34 Therefore do not be anxious about tomorrow, for tomorrow will be anxious for itself. Sufficient for the day is its own trouble."
Matthew 6:25-34, ESV study bible
This helps me when I am worrying Dave. :)
Soli Deo Gloria
I think that half the world does the worrying for the other half that doesn't. At least that's the way it seems to me. I've noticed that non-worriers seem to be paired with worriers. I think that Paul is convinced that I just don't realize what the true state of affairs is most of the time. :)

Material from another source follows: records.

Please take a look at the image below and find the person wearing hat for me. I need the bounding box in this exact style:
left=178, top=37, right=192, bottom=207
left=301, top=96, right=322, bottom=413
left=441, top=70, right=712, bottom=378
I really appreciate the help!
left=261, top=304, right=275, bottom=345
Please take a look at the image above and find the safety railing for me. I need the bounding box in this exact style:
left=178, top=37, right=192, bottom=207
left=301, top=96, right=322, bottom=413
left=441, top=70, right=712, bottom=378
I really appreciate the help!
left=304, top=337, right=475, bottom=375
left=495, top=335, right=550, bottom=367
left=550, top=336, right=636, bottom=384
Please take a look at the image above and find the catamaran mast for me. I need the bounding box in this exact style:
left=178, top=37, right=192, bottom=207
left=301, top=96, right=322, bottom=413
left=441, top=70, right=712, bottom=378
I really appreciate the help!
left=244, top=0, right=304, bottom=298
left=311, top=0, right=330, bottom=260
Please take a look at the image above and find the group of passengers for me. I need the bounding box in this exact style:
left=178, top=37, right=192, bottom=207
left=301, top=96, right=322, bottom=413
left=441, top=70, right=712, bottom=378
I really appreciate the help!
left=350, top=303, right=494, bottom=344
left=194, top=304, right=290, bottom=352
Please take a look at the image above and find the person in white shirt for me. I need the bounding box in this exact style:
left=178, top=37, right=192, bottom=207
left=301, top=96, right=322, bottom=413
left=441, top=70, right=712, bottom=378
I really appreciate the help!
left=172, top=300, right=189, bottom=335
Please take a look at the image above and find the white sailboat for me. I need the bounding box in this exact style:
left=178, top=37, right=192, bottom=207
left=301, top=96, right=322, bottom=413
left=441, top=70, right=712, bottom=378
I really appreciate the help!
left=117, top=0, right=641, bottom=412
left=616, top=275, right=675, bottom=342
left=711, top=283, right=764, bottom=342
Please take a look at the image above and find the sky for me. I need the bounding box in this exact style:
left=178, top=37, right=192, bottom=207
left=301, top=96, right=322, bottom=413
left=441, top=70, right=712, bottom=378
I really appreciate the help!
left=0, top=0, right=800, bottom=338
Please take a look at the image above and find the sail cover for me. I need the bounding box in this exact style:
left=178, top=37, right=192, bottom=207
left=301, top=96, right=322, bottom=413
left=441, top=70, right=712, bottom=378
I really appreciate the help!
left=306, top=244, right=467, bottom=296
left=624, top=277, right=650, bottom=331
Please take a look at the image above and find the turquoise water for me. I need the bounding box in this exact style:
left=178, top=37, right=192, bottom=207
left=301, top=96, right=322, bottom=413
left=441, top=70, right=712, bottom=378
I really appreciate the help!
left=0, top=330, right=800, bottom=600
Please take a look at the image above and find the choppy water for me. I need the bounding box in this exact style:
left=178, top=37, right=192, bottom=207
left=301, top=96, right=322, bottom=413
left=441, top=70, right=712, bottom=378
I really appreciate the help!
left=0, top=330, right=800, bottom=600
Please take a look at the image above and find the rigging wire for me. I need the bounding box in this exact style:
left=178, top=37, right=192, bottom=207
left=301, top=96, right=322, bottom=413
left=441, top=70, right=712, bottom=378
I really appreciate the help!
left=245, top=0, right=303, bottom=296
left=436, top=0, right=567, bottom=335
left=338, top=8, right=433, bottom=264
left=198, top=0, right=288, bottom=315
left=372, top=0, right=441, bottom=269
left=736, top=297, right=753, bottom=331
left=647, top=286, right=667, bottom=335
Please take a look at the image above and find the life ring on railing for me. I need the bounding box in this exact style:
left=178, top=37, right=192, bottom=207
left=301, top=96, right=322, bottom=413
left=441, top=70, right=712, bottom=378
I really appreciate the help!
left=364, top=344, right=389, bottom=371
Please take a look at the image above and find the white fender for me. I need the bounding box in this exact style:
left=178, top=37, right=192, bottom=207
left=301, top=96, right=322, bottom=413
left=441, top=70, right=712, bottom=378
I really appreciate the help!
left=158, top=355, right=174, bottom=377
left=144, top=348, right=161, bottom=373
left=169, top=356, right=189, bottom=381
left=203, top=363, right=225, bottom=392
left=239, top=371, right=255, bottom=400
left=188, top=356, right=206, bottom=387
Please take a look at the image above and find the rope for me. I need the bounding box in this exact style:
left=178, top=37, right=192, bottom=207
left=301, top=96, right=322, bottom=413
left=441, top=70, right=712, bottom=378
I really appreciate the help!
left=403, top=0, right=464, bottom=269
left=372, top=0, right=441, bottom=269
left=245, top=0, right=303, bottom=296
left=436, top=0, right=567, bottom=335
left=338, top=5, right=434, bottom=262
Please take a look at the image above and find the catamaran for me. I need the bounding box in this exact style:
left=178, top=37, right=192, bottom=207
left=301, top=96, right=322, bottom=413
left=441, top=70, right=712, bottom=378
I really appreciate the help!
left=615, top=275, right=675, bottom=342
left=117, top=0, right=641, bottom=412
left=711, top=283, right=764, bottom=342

I think we even each other out.
Sometimes I worry that I worry too much...
This is a good post!
I too am a worrier. Inherrited that gene from my father I'm afraid. I read somewhere that Winston Churchill relied when asked about worry.....I confine my worrying to 3pm - 5pm on a Friday afternoon. I love that idea. Do all the worrying in a block of time and then you're FREE from it for the rest of the week.
I'm married to an eternal optimist! It's hell some times! LOL!
My worries are usually around money, and lack and scarcity!
I have such constant mental battles to not allow the worries to dominate my life. Sometime I win, sometimes not.
Right now with the current econonic climate I am battling.
Thanks for reminding me I am not alone!